Copper Futures in Shanghai Rise a Second Day as Stockpiles Fall 2005-04-18 03:16 (New York)
By Chia-Peck Wong and Meeyoung Song April 18 (Bloomberg) -- Copper futures in Shanghai rose for a second day after a decline in stockpiles last week increased concern supply in China, the world's largest user of the metal, may be insufficient to meet demand. Stockpiles at seven warehouses registered in Shanghai fell 5.2 percent to 21,004 metric tons last week, equivalent to two days of consumption in China. Analysts speculated that about 30,000 tons of copper had arrived in Shanghai last week. ``The supply in China is not high at all,'' Na Jianjiang, a metals trader at Jinpeng Futures Co. Ltd., said in a telephone interview from Beijing. Copper for delivery in June rose as much as 460 yuan, or 1.4 percent, to 32,510 yuan a ton on the Shanghai Futures Exchange. The contract gained 340 yuan, or 1.1 percent, to settle at 32,390 yuan ($3,913) when trading ended at 3:00 p.m. local time.

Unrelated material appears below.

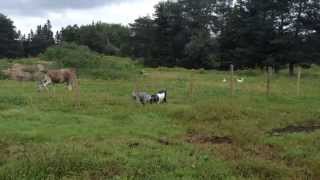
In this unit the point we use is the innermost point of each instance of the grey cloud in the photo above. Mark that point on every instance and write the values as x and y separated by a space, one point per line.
37 7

About 30,000 tons of copper may have arrived in Shanghai last week, with another 30,000 tons of imports expected this week, Barclays Capital said in an e-mail report on April 13. The Shanghai Customs department doesn't disclose weekly data on non-ferrous metal imports.
Comex
Copper for immediate delivery on the Changjiang Nonferrous Metals Spot Market, a cash price benchmark, declined as low as 34,340 yuan a ton, from 35,170 yuan on April 15, as some traders have ``released some stocks,'' Jin Weimen, an official at the market's information department, said by phone from Shanghai. ``These stocks may be part of the 30,000 tons that were reported to have arrived last week,'' he said. The arrival of more copper in Shanghai this week may not be enough to meet demand in China, where consumption of the metal typically peaks during the second quarter, Jinpeng's Na said. China's industrial production rose 17 percent in the two months ended February, spurring manufacturers to buy more copper. Shanghai futures prices reached a 12-year high on April 12. On the Comex division of the New York Mercantile Exchange, copper for delivery in May fell 1 cent, or 0.7 percent, to $1.435 a pound in after-hours trading at 2:59 p.m. Singapore time as the U.S. dollar gained against the euro. A stronger dollar makes dollar-denominated metals more expensive for buyers using other currencies.
`Stronger Dollar'
``Copper, gold and all other non-ferrous metals on the Comex are falling because of the stronger dollar, while copper in Shanghai is moving on supply concerns,'' said Ro Seung Hwan, an assistant manager at Tong Yang Futures Trading Co.'s international business team in Seoul. The dollar may rise further against the euro on speculation a government report will show U.S. wholesale prices rose last month, indicating the Federal Reserve will continue to raise interest rates to subdue inflation. The Federal Reserve has raised rates seven times since June. The dollar gained 0.3 percent to $1.2887 against the euro at 12:03 p.m. Singapore time, from $1.2924 late April 15 in New York according to EBS, an electronic currency dealing system. Copper for delivery in three months on the London Metal Exchange traded at $3,176 a ton at 3:00 p.m. Singapore time. It rose 1.5 percent to close at $3,182 on Friday.